Il sacro e la storia sono stati sempre i territori della sua “recherche“ che si è dipanata in più di trenta libri. Già negli anni ‘70 Roberto Pazzi pubblicò alcune raccolte in versi ma fu il suo esordio narrativo, con Cercando l’imperatore (edito da Marietti nel 1985), a renderlo amato dal grande pubblico. In quel romanzo, con la postfazione di Giovanni Raboni, Pazzi raccontava la rivoluzione russa dalla parte di chi l’aveva perduta, lo zar Nicola II e la dinastia dei Romanov: "Nel mio immaginario di poeta assetato di epica, prediligevo le cause dei perdenti – scrisse –. E chi più perdente dello zar, massacrato con i suoi giovani figli, come il nostro conte Ugolino? E senza nemmeno il processo che la Rivoluzione Francese concesse a Luigi XVI e Maria Antonietta".

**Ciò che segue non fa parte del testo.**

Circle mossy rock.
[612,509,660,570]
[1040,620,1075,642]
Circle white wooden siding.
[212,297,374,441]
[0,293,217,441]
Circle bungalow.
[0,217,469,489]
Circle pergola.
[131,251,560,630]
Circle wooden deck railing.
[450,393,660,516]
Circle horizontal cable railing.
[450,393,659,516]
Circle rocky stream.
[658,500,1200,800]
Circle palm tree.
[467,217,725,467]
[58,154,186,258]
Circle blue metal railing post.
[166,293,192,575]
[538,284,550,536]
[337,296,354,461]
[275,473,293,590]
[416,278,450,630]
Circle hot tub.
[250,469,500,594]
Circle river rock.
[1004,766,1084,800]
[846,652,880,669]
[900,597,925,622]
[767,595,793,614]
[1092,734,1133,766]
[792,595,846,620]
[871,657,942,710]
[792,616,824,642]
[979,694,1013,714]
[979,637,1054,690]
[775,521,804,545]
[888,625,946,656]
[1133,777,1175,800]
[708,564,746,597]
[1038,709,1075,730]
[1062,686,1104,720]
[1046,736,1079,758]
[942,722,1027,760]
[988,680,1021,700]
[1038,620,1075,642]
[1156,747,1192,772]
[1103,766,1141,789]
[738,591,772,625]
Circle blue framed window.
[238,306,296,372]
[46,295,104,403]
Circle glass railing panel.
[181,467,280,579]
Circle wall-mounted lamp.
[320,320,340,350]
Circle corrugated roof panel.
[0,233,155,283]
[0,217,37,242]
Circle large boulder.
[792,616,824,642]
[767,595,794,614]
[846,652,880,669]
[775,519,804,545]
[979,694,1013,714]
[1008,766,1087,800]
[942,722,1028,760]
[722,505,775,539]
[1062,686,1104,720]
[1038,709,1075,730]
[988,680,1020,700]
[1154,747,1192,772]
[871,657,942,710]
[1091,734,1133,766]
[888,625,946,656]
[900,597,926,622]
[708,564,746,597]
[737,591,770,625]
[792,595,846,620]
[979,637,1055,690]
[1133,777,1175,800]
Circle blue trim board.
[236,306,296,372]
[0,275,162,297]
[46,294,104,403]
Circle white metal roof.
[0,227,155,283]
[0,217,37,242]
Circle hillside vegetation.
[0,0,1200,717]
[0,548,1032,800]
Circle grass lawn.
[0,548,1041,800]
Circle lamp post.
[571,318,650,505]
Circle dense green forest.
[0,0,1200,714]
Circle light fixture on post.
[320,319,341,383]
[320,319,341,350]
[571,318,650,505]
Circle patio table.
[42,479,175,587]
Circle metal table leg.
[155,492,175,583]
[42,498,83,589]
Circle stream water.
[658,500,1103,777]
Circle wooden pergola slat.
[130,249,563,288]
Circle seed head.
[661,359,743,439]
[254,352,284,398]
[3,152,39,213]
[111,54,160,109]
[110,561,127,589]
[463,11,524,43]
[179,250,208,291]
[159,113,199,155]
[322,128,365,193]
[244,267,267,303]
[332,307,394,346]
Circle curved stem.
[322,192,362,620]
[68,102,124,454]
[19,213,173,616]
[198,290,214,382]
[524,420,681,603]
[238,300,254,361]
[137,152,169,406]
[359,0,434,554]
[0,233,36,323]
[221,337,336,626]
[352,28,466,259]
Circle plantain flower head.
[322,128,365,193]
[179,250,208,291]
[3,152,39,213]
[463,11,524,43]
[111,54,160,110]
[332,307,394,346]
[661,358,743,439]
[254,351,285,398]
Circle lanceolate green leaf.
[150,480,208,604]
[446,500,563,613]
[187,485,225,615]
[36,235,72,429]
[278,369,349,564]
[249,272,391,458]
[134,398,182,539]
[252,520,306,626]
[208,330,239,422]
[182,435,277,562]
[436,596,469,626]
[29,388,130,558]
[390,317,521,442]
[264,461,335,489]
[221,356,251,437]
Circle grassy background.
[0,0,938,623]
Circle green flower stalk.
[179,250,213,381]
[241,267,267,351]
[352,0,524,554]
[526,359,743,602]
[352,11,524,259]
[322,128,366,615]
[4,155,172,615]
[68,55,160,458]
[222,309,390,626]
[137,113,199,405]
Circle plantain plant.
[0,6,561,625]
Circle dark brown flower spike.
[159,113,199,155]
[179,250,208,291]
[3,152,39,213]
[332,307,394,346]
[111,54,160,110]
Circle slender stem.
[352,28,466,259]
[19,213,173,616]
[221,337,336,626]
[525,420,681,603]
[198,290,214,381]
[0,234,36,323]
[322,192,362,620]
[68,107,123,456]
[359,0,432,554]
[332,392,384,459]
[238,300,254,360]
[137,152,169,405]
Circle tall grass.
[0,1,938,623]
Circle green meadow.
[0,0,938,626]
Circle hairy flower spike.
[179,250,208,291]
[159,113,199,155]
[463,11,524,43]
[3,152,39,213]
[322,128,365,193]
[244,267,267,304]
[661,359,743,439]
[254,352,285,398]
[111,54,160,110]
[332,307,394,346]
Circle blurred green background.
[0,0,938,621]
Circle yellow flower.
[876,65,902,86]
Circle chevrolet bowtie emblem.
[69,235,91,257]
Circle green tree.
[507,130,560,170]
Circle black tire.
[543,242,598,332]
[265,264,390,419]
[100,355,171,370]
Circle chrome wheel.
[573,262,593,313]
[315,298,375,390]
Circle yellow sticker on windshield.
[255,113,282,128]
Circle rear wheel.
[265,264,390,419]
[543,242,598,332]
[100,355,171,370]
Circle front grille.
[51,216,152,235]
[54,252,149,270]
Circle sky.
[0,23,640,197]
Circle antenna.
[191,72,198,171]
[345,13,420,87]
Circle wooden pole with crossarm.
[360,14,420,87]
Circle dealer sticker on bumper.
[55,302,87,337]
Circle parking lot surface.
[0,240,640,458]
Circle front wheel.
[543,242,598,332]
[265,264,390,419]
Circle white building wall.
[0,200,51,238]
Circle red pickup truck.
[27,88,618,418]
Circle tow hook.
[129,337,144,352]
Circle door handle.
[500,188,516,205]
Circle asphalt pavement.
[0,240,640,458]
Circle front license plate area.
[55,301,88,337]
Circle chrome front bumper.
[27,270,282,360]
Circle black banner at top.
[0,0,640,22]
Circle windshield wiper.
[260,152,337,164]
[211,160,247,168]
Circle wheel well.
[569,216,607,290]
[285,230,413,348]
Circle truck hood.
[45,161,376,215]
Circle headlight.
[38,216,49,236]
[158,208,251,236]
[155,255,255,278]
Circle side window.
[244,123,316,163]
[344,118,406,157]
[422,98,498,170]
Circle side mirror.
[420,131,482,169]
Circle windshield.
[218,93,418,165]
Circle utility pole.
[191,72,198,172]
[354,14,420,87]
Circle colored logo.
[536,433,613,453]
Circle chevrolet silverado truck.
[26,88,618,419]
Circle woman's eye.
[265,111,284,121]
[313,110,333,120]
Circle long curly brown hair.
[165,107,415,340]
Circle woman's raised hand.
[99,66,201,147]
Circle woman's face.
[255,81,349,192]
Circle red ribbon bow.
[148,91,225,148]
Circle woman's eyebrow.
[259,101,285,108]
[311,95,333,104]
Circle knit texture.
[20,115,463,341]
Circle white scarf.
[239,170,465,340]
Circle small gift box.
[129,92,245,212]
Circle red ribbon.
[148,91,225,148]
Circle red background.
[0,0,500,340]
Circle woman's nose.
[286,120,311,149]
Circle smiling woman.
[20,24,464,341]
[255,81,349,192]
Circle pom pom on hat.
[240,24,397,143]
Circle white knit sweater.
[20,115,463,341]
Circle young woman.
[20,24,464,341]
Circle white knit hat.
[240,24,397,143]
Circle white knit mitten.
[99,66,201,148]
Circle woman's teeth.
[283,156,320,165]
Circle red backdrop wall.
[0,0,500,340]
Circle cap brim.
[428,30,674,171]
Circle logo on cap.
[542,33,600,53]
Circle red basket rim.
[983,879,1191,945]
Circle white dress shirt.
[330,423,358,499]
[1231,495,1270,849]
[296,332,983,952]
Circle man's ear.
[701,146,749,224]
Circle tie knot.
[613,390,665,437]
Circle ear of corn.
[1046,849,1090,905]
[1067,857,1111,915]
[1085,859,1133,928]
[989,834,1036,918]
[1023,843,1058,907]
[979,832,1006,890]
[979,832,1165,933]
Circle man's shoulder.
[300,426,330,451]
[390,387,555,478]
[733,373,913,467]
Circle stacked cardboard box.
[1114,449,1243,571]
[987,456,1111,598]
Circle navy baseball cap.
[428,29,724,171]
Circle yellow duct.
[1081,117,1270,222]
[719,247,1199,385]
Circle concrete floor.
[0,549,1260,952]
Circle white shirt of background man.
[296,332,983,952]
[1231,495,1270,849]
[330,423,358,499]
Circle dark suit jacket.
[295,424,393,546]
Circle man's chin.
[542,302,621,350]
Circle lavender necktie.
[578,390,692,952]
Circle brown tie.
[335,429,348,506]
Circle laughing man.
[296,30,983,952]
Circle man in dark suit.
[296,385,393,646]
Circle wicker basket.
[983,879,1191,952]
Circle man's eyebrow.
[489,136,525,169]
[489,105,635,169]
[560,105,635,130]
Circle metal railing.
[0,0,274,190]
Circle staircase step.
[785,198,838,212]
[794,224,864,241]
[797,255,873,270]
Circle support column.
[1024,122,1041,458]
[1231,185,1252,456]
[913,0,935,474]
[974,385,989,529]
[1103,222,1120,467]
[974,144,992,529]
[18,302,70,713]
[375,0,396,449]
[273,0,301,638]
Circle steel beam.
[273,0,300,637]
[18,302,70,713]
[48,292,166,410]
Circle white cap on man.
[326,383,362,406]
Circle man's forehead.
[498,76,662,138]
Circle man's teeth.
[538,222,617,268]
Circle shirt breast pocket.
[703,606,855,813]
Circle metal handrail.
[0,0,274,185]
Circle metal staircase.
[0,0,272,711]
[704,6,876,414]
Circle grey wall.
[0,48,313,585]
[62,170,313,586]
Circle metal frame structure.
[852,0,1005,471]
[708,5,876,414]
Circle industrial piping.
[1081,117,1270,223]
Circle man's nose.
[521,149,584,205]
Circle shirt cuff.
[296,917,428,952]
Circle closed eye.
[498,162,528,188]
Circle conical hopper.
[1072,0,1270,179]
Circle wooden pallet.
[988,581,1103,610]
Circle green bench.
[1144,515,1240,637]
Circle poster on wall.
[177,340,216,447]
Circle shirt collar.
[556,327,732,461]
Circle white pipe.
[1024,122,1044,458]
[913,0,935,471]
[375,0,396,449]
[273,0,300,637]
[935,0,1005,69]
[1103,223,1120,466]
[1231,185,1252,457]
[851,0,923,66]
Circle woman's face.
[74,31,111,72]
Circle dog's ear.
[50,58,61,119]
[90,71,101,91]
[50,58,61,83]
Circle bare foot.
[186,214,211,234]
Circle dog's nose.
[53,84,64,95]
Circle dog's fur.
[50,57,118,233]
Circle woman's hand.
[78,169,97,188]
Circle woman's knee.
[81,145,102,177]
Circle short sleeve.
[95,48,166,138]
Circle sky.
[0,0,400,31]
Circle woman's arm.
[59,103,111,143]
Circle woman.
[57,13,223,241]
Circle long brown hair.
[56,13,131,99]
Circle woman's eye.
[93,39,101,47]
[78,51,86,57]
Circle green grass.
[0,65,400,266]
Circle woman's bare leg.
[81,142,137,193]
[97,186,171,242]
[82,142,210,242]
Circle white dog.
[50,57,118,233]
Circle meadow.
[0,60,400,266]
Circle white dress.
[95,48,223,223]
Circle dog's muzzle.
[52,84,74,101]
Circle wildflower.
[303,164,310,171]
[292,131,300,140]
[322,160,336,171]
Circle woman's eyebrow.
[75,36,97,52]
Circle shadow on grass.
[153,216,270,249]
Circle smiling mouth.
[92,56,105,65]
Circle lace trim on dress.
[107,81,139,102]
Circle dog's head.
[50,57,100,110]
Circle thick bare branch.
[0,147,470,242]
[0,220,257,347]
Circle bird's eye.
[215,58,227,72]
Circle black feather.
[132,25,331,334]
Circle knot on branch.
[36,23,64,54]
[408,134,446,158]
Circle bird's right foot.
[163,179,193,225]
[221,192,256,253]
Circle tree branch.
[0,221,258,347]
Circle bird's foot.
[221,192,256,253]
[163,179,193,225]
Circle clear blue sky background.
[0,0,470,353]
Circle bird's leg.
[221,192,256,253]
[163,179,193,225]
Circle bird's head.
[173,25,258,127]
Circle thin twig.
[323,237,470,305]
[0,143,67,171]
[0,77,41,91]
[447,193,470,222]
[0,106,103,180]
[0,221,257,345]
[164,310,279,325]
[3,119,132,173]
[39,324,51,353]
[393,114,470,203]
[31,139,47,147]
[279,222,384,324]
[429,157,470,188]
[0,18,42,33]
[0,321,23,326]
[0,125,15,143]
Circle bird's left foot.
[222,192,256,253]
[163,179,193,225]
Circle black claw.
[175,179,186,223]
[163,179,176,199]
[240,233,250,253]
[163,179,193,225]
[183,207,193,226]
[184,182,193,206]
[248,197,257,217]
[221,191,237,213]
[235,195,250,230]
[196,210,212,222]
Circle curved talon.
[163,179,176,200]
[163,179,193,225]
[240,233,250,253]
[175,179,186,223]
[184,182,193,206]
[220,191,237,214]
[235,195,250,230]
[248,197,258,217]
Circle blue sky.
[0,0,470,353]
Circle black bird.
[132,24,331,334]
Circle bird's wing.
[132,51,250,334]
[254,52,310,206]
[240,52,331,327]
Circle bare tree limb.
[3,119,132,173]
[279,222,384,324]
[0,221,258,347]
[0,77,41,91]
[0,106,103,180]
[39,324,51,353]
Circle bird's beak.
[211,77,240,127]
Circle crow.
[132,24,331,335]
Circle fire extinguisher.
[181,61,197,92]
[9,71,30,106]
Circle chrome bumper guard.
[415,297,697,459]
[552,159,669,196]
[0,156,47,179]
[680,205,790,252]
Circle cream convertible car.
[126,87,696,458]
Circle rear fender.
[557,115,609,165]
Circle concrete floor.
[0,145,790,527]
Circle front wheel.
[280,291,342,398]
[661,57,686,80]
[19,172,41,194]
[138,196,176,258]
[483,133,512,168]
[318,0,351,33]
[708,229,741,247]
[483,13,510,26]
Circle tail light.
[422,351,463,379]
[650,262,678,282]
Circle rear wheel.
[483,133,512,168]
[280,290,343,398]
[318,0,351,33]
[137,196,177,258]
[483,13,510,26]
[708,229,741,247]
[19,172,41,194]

Fra i suoi romanzi più famosi e premiati, Vangelo di Giuda del 1989, in cui affioravano anche le grandi questioni su Cristo e sulla Chiesa, o Conclave del 2001, storia della tormentata elezione di un nuovo Pontefice, quasi ad aprire la strada a quell’ Habemus Papam che Nanni Moretti avrebbe raccontato al cinema dieci anni dopo. E Hotel Padreterno, pubblicato due anni fa, in cui Roberto Pazzi immaginava che Dio scendesse sulla Terra, in Italia, per immergersi nella vita della sua creature, nel Bene e nel Male: "Personalmente credo in Dio ma non sono sicuro che sia come ce lo consegnano le religioni monoteistiche", ammetteva lo scrittore.

Quasi come un’ultima mozione degli affetti, proprio fra pochi giorni La Nave di Teseo manderà in libreria La doppia vista, il romanzo che Roberto Pazzi ha completato appena poche settimane fa: la storia di uno scrittore che si sveglia una mattina in uno stato di grande confusione, non ricorda più chi sia, e inizia a confondere i suoi personaggi con le persone che più ha amato nella vita. Nella sua “doppia vista“ le invenzioni letterarie si sovrappongono agli affetti privati, l’immaginato diventa vissuto. "Caro Roberto, amico di una vita – è il pensiero che Elisabetta Sgarbi ha dedicato allo scrittore –. Te ne sei andato quando è arrivato il tuo ultimo, finale libro: uno scambio tra vita e vita, tra vita terrena e vita letteraria, che ha eluso la morte, scambio di cui solo i veri scrittori sono capaci. Ci costringerai a parlare non della tua assenza, ma della tua presenza nelle tue pagine letterarie. Hai voluto così".